“What plan?” asks Ethan.
“Field research,” he says. “Next Wednesday, you both start dating.”
Chapter 22
Ethan
Q: How do you fight your battles: cold shoulder or shouting match?
What did you just say?” I brace my elbows on the table, feeling the seams of Mr. Galliano’s shirt strain and pop.
Adam looks at me calmly. “Dates,” he repeats. “To give the company product a test-drive, so to speak. A firsthand understanding of the service we offer. It’s not mandatory, but hardly anyone passes on the opportunity. And obviously the commitment is only to spend a few hours with one of our matches, nothing more.”

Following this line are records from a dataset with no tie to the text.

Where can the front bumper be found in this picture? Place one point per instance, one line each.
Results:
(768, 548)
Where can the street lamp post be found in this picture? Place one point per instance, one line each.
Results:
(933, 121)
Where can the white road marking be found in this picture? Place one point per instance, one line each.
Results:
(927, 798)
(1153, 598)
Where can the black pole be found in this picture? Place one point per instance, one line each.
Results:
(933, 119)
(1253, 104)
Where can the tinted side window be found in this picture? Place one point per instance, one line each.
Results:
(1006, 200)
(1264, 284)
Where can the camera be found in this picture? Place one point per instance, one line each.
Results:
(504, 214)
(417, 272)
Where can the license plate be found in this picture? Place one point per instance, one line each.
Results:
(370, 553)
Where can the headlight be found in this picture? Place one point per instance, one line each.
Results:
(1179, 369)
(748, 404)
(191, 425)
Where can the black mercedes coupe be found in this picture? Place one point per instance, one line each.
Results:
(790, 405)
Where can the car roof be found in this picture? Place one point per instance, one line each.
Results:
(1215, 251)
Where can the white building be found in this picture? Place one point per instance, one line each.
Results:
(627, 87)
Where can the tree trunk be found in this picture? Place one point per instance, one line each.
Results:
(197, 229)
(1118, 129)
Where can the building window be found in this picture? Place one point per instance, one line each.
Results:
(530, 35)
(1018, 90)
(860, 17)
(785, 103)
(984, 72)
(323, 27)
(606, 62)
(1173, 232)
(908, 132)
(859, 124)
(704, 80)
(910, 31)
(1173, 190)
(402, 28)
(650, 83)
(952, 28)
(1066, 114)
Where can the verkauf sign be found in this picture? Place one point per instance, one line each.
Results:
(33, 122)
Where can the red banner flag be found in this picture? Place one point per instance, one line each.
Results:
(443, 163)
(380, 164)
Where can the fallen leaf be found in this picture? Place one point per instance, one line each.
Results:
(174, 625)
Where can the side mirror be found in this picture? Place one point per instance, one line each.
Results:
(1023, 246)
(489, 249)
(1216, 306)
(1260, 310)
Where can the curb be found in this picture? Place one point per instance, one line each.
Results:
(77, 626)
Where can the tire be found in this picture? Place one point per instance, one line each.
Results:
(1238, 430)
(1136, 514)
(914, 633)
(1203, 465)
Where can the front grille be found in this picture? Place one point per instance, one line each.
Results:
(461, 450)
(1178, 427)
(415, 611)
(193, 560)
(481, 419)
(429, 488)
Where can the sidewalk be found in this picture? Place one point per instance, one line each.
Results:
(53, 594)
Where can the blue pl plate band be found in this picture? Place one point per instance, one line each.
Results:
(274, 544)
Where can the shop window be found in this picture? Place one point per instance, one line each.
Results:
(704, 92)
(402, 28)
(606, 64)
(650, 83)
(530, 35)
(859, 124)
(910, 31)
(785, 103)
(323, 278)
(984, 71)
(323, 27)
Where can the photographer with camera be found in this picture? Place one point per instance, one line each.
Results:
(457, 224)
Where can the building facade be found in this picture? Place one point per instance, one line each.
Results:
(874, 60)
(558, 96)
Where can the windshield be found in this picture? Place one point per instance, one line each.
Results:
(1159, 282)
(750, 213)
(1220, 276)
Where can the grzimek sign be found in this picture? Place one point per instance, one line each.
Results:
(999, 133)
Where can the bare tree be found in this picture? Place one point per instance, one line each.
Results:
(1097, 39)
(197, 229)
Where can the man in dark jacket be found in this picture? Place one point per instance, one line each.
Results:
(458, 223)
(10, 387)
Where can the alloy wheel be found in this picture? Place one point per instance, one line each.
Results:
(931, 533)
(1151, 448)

He keeps talking, going on about how he thought Rhett had told us, how it’s something he suggests to all his single new hires, but my focus shifts to Mia. She looks a little pale, but it’s hard to tell under the candlelight. Still, I can tell she’s reacting to this way better than me. I have no doubt that Dark Ethan just showed up again. But what the hell kind of job is this? I’m already working for free. Now I have to surrender my fucking social life, too?
That’s not even the worst part.
The worst part is the idea of Mia being subjected to spending a night with some of the scumbags I’m sure use Boomerang strictly for hookups.

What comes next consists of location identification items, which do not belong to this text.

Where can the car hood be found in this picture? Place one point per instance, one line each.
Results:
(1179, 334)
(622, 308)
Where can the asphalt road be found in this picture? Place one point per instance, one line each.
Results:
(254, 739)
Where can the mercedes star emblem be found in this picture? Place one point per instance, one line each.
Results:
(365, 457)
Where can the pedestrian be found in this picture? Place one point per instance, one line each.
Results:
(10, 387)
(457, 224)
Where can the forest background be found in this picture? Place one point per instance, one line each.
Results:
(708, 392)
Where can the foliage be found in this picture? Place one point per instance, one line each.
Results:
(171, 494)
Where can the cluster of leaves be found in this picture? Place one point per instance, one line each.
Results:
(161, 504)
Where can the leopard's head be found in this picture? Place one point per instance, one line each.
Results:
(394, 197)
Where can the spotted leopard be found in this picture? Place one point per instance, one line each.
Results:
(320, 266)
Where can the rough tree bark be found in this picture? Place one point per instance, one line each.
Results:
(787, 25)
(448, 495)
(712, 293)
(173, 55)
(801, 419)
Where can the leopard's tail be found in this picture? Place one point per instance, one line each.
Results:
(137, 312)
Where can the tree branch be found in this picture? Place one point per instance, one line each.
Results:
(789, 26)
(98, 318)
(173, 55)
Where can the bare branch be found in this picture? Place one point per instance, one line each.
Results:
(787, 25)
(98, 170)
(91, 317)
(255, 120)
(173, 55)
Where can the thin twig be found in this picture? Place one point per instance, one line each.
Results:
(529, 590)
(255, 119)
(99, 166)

Mother. Fucking. Bullshit.
Adam breaks off whatever he was saying. “Do you have a problem with this, Ethan? I’d never force an employee into an uncomfortable situation. In fact, I had my assistant Lena schedule your dates at the same location and time, thinking you two might find it easier, more like any other work assignment. It would allow you to compare notes afterward. And, I’ll admit I’m a little old-fashioned on this point, but I like the idea of you keeping an eye on Mia.”
Adam smiles, lifting his glass in her direction. “Don’t take it the wrong way, Mia. I know you can handle yourself, but I would feel more at ease knowing Ethan is there.”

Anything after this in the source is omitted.